The experience reopened up that can of worms I’ve been trying to seal shut – questioning whether it really is in my head.  So I talked to my psychologists about it last week and this week.  My psychologists, both of them, plus my other specialists confirm it’s not all in my head.  I really am sick, I really am having problems.  There are things I wish I had possessed both the time and mental energy to tell the cardiologist during this visit.  Plenty of things I wish I’d done differently.  I wish I had time to process through all of that, but like I explained in my previous post, the processing doesn’t typically happen when I’m in survival mode.  I just have to move on to the next thing and keep going.  Ditch the docs who don’t believe and get help from those who do (because they are ultimately the only ones who are going to be helpful anyways).
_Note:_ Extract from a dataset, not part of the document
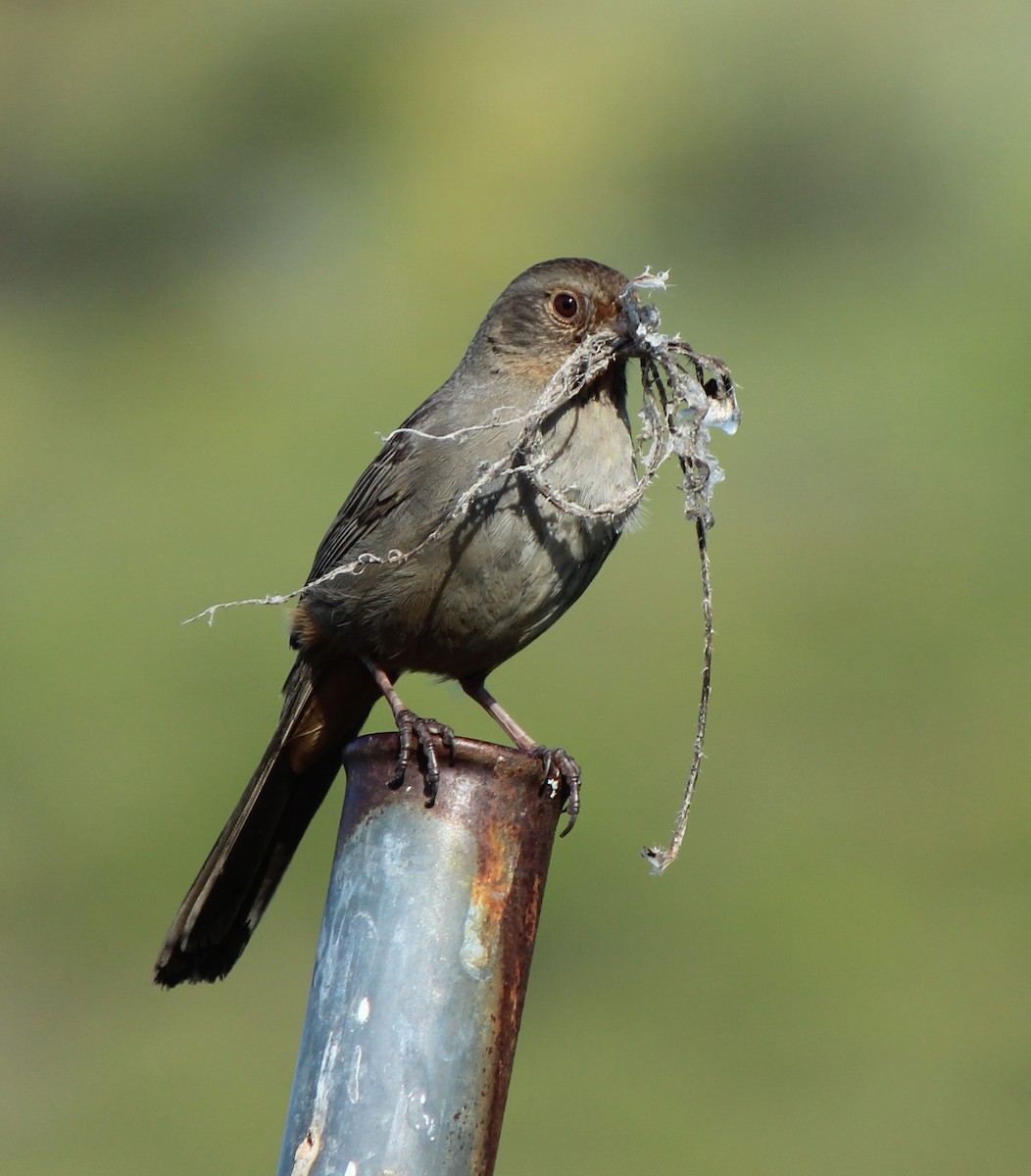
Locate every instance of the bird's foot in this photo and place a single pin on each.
(417, 734)
(562, 773)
If mental/emotional energy exists for me to write a post about what I think caused this doctor to conclude I was primarily suffering a mental health issue, I’ll write it out.  I also want to write out what I would have done differently and what I wish I would have told him if he still believed it was in my head.

In the end, I wish he had not mentioned the mental health stuff, but I did still appreciate his honesty.  Better to know a doc thinks you’re mental on the front end that to see him several times before realizing he thinks he’s got this inside scoop on your mental health and now you’re surprised.  If he feels that way, then he can’t help me and I probably should not waste my precious energy resources on trying to convince him otherwise.